The lighting grid was rectangular in shape measuring approximately 4.5 meters by 5 meters. It was supported by means of a cable which sat on hooks which were in tuin fixed to battens in the ceiling. There were ten hooks spaced around the perimeter of the grid. The collapse of the grid did not occur because the wire cable frayed or broke; rather it was likely that the swinging motion of the grid caused it to slip off the ceiling hooks. The lowest point of the lighting grid was approximately nine feet above the carpeted area, and the dance floor was some six inches lower still. Two or three days after the incident, the lighting grid was re-fixed into position by a builder, this time using eye-hooks and a chain to prevent any possibility of the grid slipping off the hooks in the future.

Whilst recovering in hospital, Binh fell down the slippery hospital stairs on his way to visit the hospital garden.
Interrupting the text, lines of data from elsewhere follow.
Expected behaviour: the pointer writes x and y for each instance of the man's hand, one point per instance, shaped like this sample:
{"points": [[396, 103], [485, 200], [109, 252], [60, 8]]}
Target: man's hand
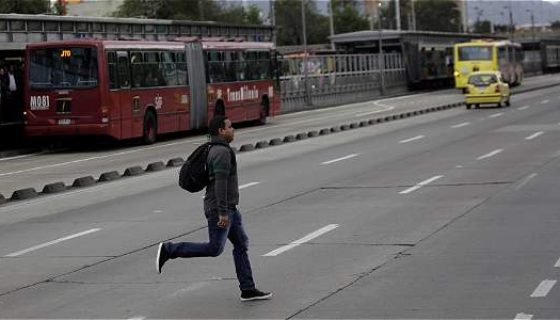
{"points": [[223, 221]]}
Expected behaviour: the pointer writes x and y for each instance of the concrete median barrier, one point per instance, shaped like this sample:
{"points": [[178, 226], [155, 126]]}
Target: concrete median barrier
{"points": [[155, 166], [133, 171], [109, 176], [24, 194], [83, 182], [261, 145], [289, 138], [175, 162], [247, 147], [54, 188]]}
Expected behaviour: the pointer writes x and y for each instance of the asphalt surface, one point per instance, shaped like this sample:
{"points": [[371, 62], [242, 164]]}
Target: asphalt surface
{"points": [[448, 215], [37, 170]]}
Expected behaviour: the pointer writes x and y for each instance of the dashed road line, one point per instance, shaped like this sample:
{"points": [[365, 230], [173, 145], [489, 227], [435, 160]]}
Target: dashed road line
{"points": [[412, 139], [50, 243], [533, 136], [464, 124], [303, 240], [489, 155], [420, 185], [340, 159], [525, 181], [523, 316], [543, 289], [250, 184]]}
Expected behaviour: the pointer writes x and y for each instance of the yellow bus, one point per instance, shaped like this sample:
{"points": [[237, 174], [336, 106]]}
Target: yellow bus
{"points": [[488, 55]]}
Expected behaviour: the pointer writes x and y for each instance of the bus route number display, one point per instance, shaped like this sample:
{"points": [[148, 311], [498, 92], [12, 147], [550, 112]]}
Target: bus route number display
{"points": [[65, 53]]}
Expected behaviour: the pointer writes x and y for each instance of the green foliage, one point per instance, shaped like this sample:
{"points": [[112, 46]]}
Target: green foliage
{"points": [[195, 10], [25, 6], [289, 23], [482, 27], [437, 15], [347, 17]]}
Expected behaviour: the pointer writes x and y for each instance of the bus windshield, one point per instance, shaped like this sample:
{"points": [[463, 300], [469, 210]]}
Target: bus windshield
{"points": [[63, 68], [475, 53]]}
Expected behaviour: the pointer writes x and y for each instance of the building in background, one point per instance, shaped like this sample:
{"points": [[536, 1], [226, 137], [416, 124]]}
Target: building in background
{"points": [[92, 8]]}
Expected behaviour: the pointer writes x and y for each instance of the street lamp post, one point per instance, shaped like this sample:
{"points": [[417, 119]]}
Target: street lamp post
{"points": [[532, 24], [305, 71], [380, 57]]}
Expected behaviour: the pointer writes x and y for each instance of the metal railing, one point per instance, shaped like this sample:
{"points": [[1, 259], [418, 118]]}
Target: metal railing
{"points": [[338, 79]]}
The accident occurred at 6.30 am, after a very heavy raining night. It is the policy of the hospital that the hospital cleaning staff will work from 7am to 11pm every day; the floor and stairs will be cleaned every 10 minutes during this time (7am to 11pm). As a consequence of the fall in the hospital, Binh broke his arm and had to stay in the hospital for an extra one month incurring further medical expenses ($15.000). Before the first accident in the bar, Binh already applied for an IT engineer position at a multinational corporation (the annual salary for this position was $90,000). However, because of the second accident in the hospital, Binh missed the job interview with the corporation, and the corporation offered the job to another candidate.